Rétablir les services écosystémiques fonctionnels

«Permettre aux grands frugivores de se déplacer librement dans les paysages forestiers est essentiel à la régénération des forêts tropicales», explique Carolina Bello, chercheuse post-doctorale au sein du Crowther lab et autrice principale de l'étude. «Cette étude démontre que, notamment dans les écosystèmes tropicaux, la dispersion des graines par les oiseaux joue un rôle fondamental dans la détermination des espèces qui peuvent se régénérer.»

Basée sur des données actuelles, cette étude fait progresser la recherche à partir d'études de terrain antérieures menées par les auteurs dans la forêt atlantique du Brésil. Cette forêt est l'une des régions les plus diversifiées au monde sur le plan biologique, mais elle est aussi l'une des plus fragmentées, avec seulement 12% de la forêt d'origine qui subsiste, principalement dans de petites zones. La forêt est également l'une des régions les plus importantes de la planète pour la restauration écologique à grande échelle, avec 12 millions d'hectares de terres ciblées pour la restauration et le rétablissement naturel dans le cadre du pacte de restauration de la forêt atlantique. La recherche montre que l'augmentation de la couverture forestière au-delà de 40% peut être essentielle non seulement pour maintenir la diversité des espèces, comme cela a déjà été démontré, mais aussi pour maintenir et restaurer le fonctionnement des services écosystémiques, tels que la dispersion des graines et le stockage du carbone, afin de maximiser le succès de l'initiative de restauration à grande échelle dans cette région.

«Nous avons toujours su que les oiseaux étaient essentiels, mais il est remarquable de découvrir l'ampleur de ces effets», déclare Thomas Crowther, professeur d'écologie à l'ETH Zurich et principal coauteur de l'étude. «Si nous pouvons retrouver la complexité de la vie dans ces forêts, leur potentiel de stockage du carbone augmentera considérablement.»

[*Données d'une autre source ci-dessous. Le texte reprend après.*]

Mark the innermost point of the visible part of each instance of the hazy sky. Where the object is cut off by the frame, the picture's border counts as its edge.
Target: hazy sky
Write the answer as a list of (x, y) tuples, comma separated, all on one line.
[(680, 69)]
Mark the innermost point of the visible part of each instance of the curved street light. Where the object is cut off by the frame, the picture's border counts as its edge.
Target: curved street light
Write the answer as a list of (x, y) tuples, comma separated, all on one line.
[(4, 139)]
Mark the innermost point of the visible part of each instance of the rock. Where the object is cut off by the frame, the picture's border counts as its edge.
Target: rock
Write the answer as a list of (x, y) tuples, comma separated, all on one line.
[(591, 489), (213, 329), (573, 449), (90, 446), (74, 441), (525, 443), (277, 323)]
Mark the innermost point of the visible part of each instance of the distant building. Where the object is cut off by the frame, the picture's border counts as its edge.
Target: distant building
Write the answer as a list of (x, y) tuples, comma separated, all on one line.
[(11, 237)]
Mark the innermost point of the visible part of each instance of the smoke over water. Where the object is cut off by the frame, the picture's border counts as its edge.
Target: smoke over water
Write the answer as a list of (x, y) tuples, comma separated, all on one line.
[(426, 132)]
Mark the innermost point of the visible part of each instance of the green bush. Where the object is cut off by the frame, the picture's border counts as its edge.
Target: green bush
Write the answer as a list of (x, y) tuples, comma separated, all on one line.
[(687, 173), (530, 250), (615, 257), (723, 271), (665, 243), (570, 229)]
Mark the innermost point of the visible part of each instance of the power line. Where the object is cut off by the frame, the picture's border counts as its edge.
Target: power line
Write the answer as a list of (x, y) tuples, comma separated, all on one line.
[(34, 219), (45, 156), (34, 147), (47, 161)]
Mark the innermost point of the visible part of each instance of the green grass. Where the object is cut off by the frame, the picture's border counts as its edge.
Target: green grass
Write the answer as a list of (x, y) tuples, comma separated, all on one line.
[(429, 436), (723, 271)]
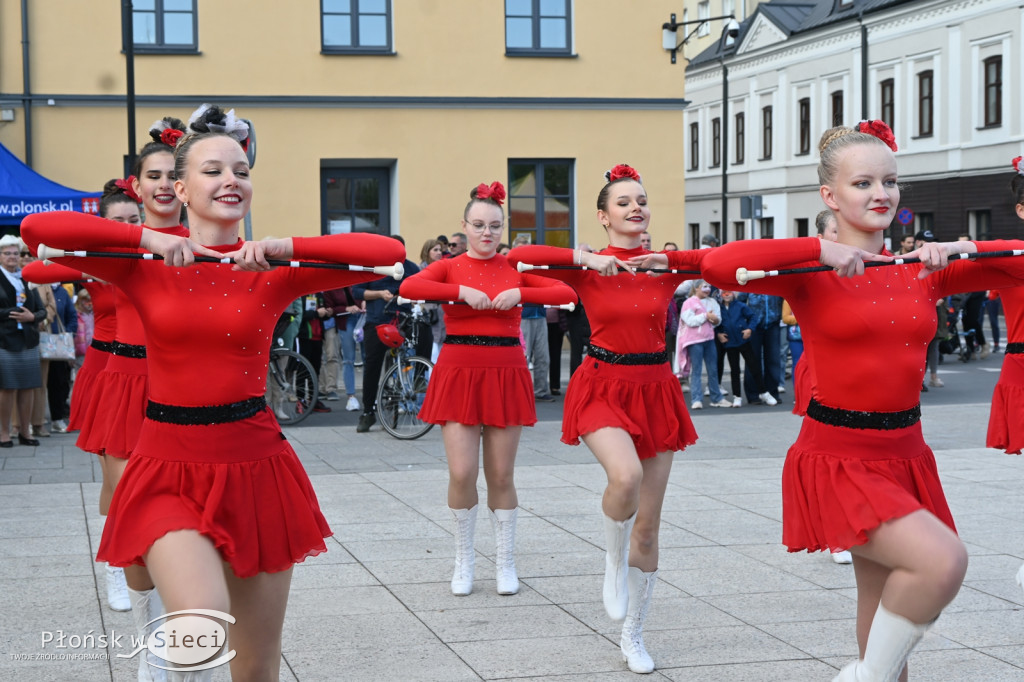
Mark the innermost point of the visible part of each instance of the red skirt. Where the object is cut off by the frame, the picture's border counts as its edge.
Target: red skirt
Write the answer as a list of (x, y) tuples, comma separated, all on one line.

Stratégies de reconstitution des forêts tropicales

Des recherches antérieures suggèrent que la régénération des forêts pourrait capturer plus de 2,3 milliards de tonnes de carbone dans la région de la forêt atlantique, et que la régénération naturelle est probablement plus rentable - jusqu'à 77% de moins en coûts de mise en œuvre - que la plantation active.

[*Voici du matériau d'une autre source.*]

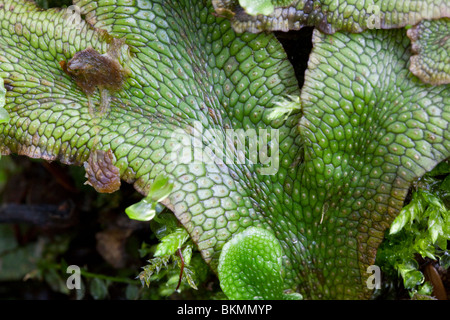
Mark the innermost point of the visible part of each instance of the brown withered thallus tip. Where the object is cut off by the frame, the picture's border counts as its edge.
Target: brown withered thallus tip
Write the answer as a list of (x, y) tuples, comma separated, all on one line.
[(90, 69)]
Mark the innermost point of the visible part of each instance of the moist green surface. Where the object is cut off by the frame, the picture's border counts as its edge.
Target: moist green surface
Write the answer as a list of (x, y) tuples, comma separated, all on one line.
[(369, 127)]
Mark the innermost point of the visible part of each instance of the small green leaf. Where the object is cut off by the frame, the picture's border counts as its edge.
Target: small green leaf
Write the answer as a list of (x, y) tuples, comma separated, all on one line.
[(142, 211), (146, 209), (435, 223), (170, 243), (4, 115), (98, 288)]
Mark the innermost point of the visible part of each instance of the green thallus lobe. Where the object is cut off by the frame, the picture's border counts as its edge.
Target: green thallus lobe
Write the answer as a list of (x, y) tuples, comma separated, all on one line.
[(369, 127)]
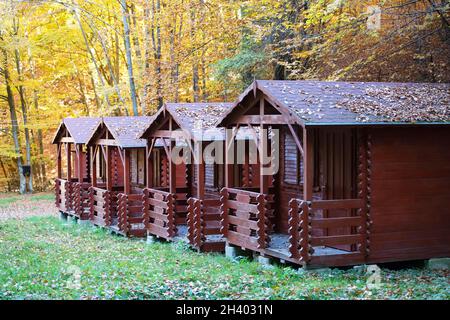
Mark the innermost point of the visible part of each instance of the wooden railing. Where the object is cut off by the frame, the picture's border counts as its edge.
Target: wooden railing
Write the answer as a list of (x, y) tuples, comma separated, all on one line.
[(81, 199), (133, 214), (244, 218), (63, 195), (203, 221), (161, 213), (100, 207), (306, 217)]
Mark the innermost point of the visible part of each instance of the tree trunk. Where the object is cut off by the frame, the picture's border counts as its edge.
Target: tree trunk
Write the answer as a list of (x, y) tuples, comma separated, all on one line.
[(156, 40), (126, 37), (24, 108), (14, 124), (39, 142), (195, 77), (88, 49)]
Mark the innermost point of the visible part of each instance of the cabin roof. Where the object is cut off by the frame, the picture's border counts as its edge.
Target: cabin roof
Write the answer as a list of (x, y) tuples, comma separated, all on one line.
[(197, 119), (80, 129), (353, 103), (127, 130)]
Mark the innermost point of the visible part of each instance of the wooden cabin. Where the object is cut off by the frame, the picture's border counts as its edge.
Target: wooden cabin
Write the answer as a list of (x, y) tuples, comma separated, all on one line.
[(363, 172), (118, 161), (188, 206), (73, 165)]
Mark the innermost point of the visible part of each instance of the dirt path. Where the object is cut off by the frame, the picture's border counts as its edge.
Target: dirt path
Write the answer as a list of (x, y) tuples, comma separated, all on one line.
[(15, 206)]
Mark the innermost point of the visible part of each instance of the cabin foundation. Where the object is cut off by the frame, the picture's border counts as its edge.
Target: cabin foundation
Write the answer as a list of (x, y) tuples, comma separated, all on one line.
[(62, 216), (439, 264)]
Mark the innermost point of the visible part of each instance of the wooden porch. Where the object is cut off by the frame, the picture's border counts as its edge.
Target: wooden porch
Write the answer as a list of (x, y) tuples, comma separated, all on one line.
[(321, 232)]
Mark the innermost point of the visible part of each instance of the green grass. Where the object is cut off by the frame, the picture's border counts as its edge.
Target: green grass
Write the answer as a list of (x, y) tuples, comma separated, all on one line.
[(7, 200), (37, 254)]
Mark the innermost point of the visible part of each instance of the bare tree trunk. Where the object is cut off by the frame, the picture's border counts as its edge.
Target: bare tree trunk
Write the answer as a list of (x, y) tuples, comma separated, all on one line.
[(195, 77), (39, 141), (146, 85), (126, 29), (24, 109), (88, 49), (14, 124), (156, 40), (23, 105)]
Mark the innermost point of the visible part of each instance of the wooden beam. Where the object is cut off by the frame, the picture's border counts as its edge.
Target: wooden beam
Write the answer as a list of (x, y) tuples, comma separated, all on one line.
[(172, 171), (150, 149), (266, 119), (162, 134), (235, 131), (264, 188), (69, 160), (308, 164), (149, 162), (296, 139), (200, 175), (106, 142), (108, 168), (94, 150), (126, 172), (229, 156), (79, 152), (67, 140), (59, 164), (122, 156), (255, 136)]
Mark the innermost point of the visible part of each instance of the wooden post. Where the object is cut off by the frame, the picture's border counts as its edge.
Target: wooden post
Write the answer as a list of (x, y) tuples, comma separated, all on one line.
[(108, 169), (126, 171), (59, 166), (172, 170), (93, 166), (149, 169), (264, 188), (308, 164), (200, 172), (229, 157), (69, 161), (79, 152)]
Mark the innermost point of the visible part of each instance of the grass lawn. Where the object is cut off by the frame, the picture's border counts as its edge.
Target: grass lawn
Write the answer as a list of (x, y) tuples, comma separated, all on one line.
[(38, 257), (8, 199)]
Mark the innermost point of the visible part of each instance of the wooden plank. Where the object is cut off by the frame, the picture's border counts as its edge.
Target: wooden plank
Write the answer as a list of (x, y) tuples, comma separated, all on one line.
[(158, 231), (242, 223), (336, 222), (235, 205), (158, 216), (336, 240), (158, 203), (337, 204)]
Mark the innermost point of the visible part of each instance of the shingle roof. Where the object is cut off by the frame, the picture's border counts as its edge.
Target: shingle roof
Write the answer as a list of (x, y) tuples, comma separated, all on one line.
[(323, 102), (197, 119), (192, 116), (127, 130), (80, 129)]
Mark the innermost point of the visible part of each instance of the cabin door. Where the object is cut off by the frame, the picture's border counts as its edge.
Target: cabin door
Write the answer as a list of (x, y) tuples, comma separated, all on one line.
[(337, 158)]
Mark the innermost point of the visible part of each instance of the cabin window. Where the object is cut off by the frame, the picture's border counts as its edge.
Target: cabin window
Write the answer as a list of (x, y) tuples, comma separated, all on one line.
[(141, 167), (293, 161), (210, 176)]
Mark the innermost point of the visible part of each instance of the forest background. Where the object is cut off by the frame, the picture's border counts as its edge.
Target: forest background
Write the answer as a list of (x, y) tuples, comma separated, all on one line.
[(70, 58)]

Les scientifiques notent qu'une série de stratégies, telles que la plantation d'arbres fruitiers et la prévention du braconnage, pourraient améliorer les déplacements des animaux dans les zones tropicales où la restauration passive est plus probable. Une restauration active est nécessaire dans les paysages très fragmentés.

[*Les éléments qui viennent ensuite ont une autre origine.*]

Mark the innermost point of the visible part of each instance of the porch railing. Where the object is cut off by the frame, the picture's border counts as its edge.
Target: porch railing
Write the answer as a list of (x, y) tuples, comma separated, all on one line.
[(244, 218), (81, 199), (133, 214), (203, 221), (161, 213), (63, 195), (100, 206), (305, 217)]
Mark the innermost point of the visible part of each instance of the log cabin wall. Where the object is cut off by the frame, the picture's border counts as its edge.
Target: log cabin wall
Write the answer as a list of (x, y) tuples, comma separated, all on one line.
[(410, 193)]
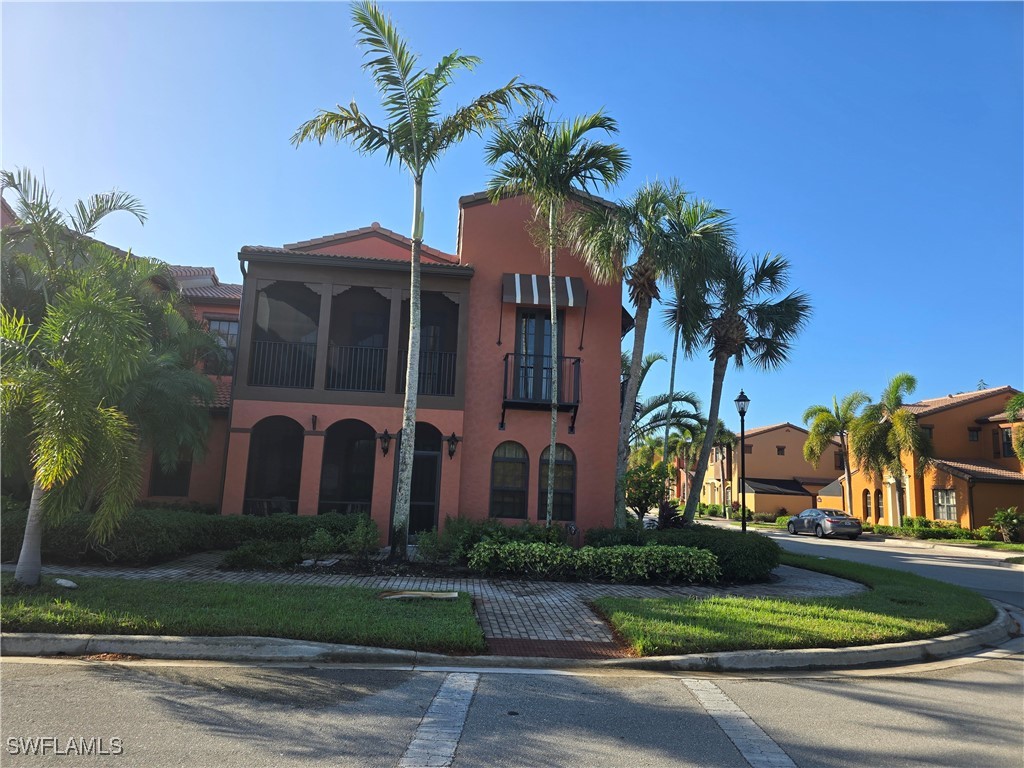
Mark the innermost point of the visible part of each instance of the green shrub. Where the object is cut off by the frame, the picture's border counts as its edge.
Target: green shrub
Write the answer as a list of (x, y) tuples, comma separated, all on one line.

«En identifiant les seuils de couverture forestière dans le paysage environnant qui permettent la dispersion des graines, nous pouvons identifier les zones où la régénération naturelle est possible, ainsi que les zones où nous devons planter activement des arbres, ce qui nous permet de maximiser la rentabilité de la restauration forestière», explique Danielle Ramos, coautrice de l'article affilié à l'Université d'Exeter, au Royaume-Uni, et à l'Universidade Estadual Paulista, Rio Claro, São Paulo, au Brésil.